De nombreuses espèces de requins demeurent une énigme pour la science et ne laissent que rarement entrevoir leur vie mystérieuse. Le requin du Groenland (Somniosus microcephalus), l’un des requins les moins étudiés, en fait sans aucun doute partie. Jusqu’à présent, on pensait que ces poissons, qui appartiennent à la famille des Somniosus, se trouvaient principalement dans les eaux arctiques de l’Atlantique Nord. Occasionnellement, on les observe aussi plus au sud. On apprend aujourd’hui qu’un requin du Groenland a été aperçu dans une région où l’on s’attendrait probablement le moins à voir ces animaux – au Belize, dans les Caraïbes occidentales, devant la deuxième plus longue barrière de corail de la planète. Le rapport sur cette découverte a été récemment publié dans la revue Marine Biology.
La doctorante Devanshi Kasana, de l’Université internationale de Floride, était en fait en train de pêcher autour de l’atoll de Glover’s Reef avec des pêcheurs locaux pour marquer les requins-tigres (Galeocerdo cuvier). Lorsqu’ils ont vérifié une nouvelle fois les lignes à l’aube, ils ont découvert, au lieu d’un requin-tigre, ce qui ressemblait à « une pierre allongée et lisse qui avait pris vie ». Ceci, ainsi que d’autres caractéristiques telles que le museau émoussé et les petits yeux bleus pâles, ont amené l’équipe à penser qu’il devait s’agir d’un représentant de la famille des Somniosus.
« Au début, j’étais sûr qu’il s’agissait d’autre chose, comme un requin griset, connu pour évoluer dans les eaux profondes près des récifs coralliens », a déclaré Kasana dans un communiqué de presse. « Je savais que c’était quelque chose d’inhabituel, et les pêcheurs le savaient aussi, eux qui n’avaient jamais rien vu de tel pendant toutes les années où ils pêchaient ».
Après avoir fait appel à Damian Chapman, directeur de la recherche sur la conservation des requins et des raies au Mote Marine Laboratory & Aquarium et directeur de thèse de Kasana, et à plusieurs experts en requins du Groenland, il a été établi qu’il appartenait définitivement à la famille des Somniosus.
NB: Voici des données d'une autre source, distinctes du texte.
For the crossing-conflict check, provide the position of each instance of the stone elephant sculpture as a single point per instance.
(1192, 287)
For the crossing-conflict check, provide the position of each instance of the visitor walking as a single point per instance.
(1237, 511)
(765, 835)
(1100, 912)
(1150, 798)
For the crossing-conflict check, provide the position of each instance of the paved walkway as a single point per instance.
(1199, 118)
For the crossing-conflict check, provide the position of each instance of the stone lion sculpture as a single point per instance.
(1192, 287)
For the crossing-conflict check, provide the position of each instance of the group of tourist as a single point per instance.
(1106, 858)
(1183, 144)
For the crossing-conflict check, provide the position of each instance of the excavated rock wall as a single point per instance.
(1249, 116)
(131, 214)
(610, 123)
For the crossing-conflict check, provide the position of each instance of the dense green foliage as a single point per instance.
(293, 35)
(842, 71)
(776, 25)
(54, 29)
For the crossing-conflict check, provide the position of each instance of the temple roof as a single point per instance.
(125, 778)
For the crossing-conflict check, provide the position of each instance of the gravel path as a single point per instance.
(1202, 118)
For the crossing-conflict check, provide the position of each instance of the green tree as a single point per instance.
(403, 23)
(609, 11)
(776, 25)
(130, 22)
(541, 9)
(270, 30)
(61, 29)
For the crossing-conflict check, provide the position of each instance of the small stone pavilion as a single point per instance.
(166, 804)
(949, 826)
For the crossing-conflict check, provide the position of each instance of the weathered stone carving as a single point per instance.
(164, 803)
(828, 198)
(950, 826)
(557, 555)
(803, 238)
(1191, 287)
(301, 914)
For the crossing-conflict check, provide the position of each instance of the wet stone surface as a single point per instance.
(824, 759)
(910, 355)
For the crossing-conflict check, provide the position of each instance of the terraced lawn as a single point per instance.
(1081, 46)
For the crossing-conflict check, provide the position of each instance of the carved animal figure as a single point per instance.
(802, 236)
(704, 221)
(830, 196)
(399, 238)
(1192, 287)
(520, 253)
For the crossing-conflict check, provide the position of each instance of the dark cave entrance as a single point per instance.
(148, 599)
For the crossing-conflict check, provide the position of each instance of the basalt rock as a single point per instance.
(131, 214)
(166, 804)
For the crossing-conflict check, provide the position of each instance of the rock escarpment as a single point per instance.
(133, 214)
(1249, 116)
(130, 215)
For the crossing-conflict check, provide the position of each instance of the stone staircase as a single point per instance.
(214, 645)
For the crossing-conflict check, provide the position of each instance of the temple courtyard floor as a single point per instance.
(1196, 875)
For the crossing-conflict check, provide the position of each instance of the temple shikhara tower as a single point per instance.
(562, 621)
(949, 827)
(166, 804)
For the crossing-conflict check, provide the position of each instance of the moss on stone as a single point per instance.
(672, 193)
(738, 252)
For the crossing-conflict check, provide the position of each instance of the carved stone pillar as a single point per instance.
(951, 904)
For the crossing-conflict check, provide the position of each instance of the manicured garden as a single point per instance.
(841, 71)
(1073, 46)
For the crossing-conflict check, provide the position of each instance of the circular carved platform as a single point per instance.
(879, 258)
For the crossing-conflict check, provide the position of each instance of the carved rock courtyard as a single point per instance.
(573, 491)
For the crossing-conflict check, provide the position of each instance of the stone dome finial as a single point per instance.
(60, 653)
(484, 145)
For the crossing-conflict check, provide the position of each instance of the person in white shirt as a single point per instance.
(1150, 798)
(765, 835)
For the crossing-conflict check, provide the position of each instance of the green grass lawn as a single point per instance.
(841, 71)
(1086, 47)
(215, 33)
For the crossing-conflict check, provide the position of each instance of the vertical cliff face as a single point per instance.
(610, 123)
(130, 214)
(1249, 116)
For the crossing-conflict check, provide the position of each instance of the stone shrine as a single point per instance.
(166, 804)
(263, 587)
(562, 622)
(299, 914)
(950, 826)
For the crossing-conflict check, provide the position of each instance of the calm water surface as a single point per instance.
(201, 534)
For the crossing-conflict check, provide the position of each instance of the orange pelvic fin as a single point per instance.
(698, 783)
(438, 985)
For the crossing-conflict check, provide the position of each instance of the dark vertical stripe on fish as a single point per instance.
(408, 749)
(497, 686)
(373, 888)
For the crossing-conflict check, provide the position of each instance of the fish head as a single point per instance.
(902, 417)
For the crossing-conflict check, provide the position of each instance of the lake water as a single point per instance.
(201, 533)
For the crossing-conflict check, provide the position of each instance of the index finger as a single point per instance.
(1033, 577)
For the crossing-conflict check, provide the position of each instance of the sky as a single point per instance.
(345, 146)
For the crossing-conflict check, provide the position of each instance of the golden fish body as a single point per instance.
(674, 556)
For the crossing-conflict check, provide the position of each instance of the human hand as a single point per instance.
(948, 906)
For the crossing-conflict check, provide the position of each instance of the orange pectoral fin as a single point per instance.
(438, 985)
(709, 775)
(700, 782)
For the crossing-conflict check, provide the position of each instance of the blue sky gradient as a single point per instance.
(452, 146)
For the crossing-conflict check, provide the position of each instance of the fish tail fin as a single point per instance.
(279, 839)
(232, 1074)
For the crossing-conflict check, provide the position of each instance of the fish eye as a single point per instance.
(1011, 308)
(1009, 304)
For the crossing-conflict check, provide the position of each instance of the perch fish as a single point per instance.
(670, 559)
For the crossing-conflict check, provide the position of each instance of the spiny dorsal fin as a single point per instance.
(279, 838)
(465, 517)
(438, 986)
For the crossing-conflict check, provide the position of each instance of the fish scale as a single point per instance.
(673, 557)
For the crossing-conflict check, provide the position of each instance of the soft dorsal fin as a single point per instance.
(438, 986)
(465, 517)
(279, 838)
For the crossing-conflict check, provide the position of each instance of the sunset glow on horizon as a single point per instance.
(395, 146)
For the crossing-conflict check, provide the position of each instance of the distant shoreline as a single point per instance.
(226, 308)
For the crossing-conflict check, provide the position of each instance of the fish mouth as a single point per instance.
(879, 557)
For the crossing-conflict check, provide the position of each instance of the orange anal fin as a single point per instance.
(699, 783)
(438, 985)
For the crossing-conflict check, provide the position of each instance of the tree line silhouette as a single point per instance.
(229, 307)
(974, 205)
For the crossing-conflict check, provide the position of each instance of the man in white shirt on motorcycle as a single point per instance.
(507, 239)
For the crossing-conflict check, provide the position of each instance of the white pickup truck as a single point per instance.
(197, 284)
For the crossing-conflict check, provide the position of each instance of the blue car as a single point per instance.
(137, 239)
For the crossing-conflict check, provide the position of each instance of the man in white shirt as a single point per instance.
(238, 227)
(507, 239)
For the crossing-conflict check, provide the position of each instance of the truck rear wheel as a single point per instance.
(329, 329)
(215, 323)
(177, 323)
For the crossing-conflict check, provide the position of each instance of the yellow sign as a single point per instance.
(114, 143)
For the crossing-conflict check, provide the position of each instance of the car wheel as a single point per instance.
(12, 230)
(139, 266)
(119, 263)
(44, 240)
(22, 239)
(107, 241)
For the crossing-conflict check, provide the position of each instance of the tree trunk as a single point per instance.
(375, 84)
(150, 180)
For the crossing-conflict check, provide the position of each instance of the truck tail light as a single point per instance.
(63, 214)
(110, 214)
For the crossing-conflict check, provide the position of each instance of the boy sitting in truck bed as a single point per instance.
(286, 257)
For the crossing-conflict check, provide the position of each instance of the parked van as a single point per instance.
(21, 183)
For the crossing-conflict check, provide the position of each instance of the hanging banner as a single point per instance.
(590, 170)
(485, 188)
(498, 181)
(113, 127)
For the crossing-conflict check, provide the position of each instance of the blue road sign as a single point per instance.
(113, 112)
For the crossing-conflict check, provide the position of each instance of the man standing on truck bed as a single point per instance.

Ils estiment qu’en raison de sa taille – entre trois et trois mètres et demi – il s’agit très probablement d’un requin du Groenland ou d’un croisement entre un requin du Groenland et un requin dormeur du Pacifique (Somniosus pacificus). Les requins du Groenland ont une croissance extrêmement lente et peuvent vivre plusieurs centaines d’années.
Les experts ne pensent pas que le requin se soit égaré, mais plutôt que les requins du Groenland se déplacent dans l’ensemble des océans du monde et, dans les régions plus chaudes, surtout à de grandes profondeurs où les températures sont basses. C’est justement parce que l’on sait si peu de choses sur l’espèce que l’on ne peut rien exclure.
Les eaux dans lesquelles Kasana et les pêcheurs ont trouvé le requin sont assez profondes. L’atoll de Glover’s Reef – qui fait partie du patrimoine naturel mondial Glover’s Reef Marine Reserve, une réserve marine – est situé sur une plate-forme calcaire et forme un lagon entouré d’un récif corallien. Le long des bords de l’atoll, il y a une pente abrupte qui descend d’à peine 500 mètres à 2.900 mètres de profondeur. Il y a donc bien là des eaux froides dont les requins du Groenland ont besoin pour s’épanouir.
« Je suis toujours excité lorsque je pose ma canne à pêche en eaux profondes, car je sais qu’il y a des choses en bas que nous n’avons pas encore vues au Belize, mais je n’aurais jamais pensé attraper un requin du Groenland », a déclaré Omar Faux, l’un des pêcheurs du Belize.
Au cas où un Somniosus mordrait une nouvelle fois à l’hameçon lors des opérations de marquage des requins-tigres, le plus grand spécialiste mondial des requins du Groenland – Nigel Hussey, professeur associé de biologie à l’Université de Windsor – a mis à la disposition de l’équipe de recherche quatre émetteurs satellites afin d’en savoir plus sur la répartition de ces animaux.